Is such a situation even possible ? :
There is an application "XYZ" (in which there is no Kafka) that exposes a REST api. It is a SpringBoot application with which Angular application communicates.
A new application (SpringBoot) is created which wants to use Kafka and needs to fetch data from "XYZ" application. And it wants to do this using Kafka.
The "XYZ" application has an example endpoint [GET] api/message/all which displays all messages.
Is there a way to "connect" Kafka directly to this endpoint and read data from it ? In short, the idea is for Kafka to consume data directly from the EP. Communication between two microservices, where one microservice does not have a kafka.
What suggestions do you have for solving this situation. Because I guess this option is not possible.

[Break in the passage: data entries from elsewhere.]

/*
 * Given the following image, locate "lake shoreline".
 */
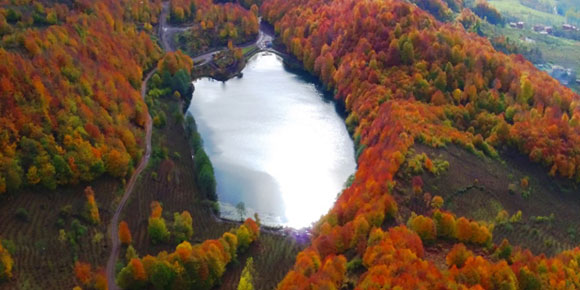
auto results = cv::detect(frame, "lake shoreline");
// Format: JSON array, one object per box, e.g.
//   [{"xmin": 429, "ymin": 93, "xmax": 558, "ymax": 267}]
[{"xmin": 188, "ymin": 51, "xmax": 356, "ymax": 231}]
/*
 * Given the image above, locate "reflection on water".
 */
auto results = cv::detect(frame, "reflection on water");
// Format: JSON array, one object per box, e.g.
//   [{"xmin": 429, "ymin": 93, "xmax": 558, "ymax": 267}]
[{"xmin": 189, "ymin": 53, "xmax": 356, "ymax": 228}]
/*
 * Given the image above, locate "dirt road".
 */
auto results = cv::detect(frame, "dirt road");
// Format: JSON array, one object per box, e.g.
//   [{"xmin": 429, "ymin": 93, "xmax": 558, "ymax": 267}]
[{"xmin": 107, "ymin": 69, "xmax": 156, "ymax": 290}]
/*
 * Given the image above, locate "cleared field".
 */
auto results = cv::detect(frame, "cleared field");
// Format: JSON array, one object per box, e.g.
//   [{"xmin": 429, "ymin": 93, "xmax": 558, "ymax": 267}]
[
  {"xmin": 396, "ymin": 144, "xmax": 580, "ymax": 255},
  {"xmin": 0, "ymin": 178, "xmax": 122, "ymax": 289},
  {"xmin": 120, "ymin": 99, "xmax": 305, "ymax": 289}
]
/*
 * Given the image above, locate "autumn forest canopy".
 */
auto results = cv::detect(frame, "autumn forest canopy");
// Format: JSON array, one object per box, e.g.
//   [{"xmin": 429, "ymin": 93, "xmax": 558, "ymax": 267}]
[
  {"xmin": 0, "ymin": 1, "xmax": 161, "ymax": 193},
  {"xmin": 0, "ymin": 0, "xmax": 580, "ymax": 289}
]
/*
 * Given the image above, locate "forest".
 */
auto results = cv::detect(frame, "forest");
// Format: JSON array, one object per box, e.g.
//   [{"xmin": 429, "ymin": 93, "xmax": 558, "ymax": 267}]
[
  {"xmin": 170, "ymin": 0, "xmax": 259, "ymax": 55},
  {"xmin": 0, "ymin": 0, "xmax": 580, "ymax": 289},
  {"xmin": 0, "ymin": 0, "xmax": 161, "ymax": 194},
  {"xmin": 261, "ymin": 0, "xmax": 580, "ymax": 289}
]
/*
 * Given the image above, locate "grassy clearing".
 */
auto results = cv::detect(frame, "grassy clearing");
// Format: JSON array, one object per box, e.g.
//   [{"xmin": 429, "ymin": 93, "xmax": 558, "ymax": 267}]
[
  {"xmin": 0, "ymin": 178, "xmax": 122, "ymax": 289},
  {"xmin": 395, "ymin": 144, "xmax": 580, "ymax": 255}
]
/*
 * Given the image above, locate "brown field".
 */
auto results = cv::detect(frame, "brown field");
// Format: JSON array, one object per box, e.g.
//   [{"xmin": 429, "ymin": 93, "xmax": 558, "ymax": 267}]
[
  {"xmin": 119, "ymin": 99, "xmax": 304, "ymax": 289},
  {"xmin": 396, "ymin": 144, "xmax": 580, "ymax": 255},
  {"xmin": 0, "ymin": 177, "xmax": 122, "ymax": 289}
]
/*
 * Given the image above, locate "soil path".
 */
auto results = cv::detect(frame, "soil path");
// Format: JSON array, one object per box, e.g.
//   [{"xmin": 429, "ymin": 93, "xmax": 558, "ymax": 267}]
[{"xmin": 107, "ymin": 69, "xmax": 157, "ymax": 290}]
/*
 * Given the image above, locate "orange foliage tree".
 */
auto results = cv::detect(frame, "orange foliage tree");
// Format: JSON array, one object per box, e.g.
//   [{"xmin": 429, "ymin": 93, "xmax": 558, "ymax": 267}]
[{"xmin": 119, "ymin": 221, "xmax": 132, "ymax": 245}]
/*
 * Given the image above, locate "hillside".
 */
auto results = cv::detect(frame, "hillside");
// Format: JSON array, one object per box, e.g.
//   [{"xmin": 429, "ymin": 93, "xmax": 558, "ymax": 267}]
[
  {"xmin": 0, "ymin": 1, "xmax": 160, "ymax": 194},
  {"xmin": 262, "ymin": 0, "xmax": 580, "ymax": 289},
  {"xmin": 0, "ymin": 0, "xmax": 580, "ymax": 289}
]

Is it necessary to add a publisher in application XYZ which will send data to the queue and only then will they be available for consumption by a new application ??

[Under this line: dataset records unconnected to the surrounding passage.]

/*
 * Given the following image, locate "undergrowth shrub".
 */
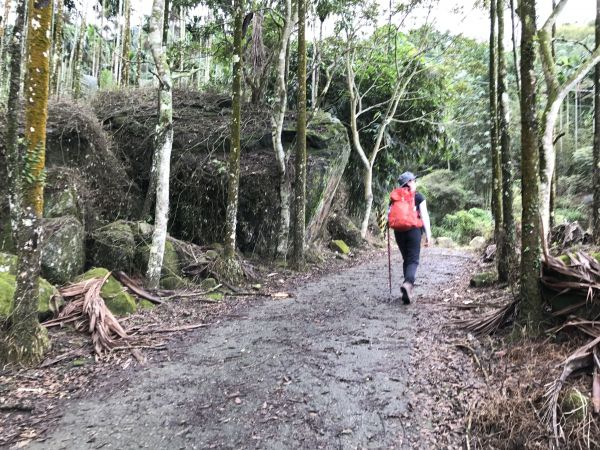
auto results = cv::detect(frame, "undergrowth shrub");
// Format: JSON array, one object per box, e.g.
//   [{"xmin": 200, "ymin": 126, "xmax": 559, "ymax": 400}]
[{"xmin": 432, "ymin": 208, "xmax": 494, "ymax": 244}]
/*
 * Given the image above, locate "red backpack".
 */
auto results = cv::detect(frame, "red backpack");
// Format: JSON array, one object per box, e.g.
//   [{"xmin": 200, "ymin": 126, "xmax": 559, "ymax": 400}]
[{"xmin": 388, "ymin": 188, "xmax": 423, "ymax": 231}]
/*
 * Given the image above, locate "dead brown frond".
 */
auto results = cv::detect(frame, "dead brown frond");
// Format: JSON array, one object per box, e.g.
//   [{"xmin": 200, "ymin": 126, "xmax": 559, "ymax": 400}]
[
  {"xmin": 541, "ymin": 251, "xmax": 600, "ymax": 316},
  {"xmin": 454, "ymin": 299, "xmax": 519, "ymax": 336},
  {"xmin": 43, "ymin": 272, "xmax": 128, "ymax": 356}
]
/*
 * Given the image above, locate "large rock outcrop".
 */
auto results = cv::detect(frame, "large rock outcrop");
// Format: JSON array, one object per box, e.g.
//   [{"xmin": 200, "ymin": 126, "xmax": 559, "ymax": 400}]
[{"xmin": 94, "ymin": 90, "xmax": 350, "ymax": 254}]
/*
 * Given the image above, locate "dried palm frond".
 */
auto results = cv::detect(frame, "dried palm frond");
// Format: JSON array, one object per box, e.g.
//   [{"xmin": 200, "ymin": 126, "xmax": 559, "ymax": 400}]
[
  {"xmin": 543, "ymin": 337, "xmax": 600, "ymax": 445},
  {"xmin": 454, "ymin": 299, "xmax": 519, "ymax": 336},
  {"xmin": 43, "ymin": 272, "xmax": 128, "ymax": 356}
]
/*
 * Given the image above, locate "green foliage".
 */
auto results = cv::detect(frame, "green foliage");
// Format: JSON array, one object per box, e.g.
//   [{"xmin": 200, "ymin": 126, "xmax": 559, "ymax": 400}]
[
  {"xmin": 433, "ymin": 208, "xmax": 494, "ymax": 244},
  {"xmin": 417, "ymin": 169, "xmax": 470, "ymax": 224}
]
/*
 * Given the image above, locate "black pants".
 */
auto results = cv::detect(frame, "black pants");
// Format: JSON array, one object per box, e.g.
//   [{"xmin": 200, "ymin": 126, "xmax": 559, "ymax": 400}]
[{"xmin": 394, "ymin": 228, "xmax": 422, "ymax": 283}]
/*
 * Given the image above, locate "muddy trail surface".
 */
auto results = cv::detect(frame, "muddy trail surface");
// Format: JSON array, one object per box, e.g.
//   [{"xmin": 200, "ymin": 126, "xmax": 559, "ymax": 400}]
[{"xmin": 28, "ymin": 248, "xmax": 479, "ymax": 449}]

Getting them via the REST-Interface might not be a very good idea.
Simply put, in the messaging world, message delivery guarantees are a big topic and the standard ways to solve that with Kafka are usually
Producing messages from your service using the Producer-API to a Kafka topic.
Using Kafka-Connect to read from an outbox-table.
Since you most likely have a database already attached to your API-Service, there might arise the problem of dual writes if you choose to produce the messages directly to a topic. What this means, is that writes to a database might fail while it might be successfully written to Kafka/vice-versa. So you can end up with inconsistent states. Depending on your use case this might be a problem or not.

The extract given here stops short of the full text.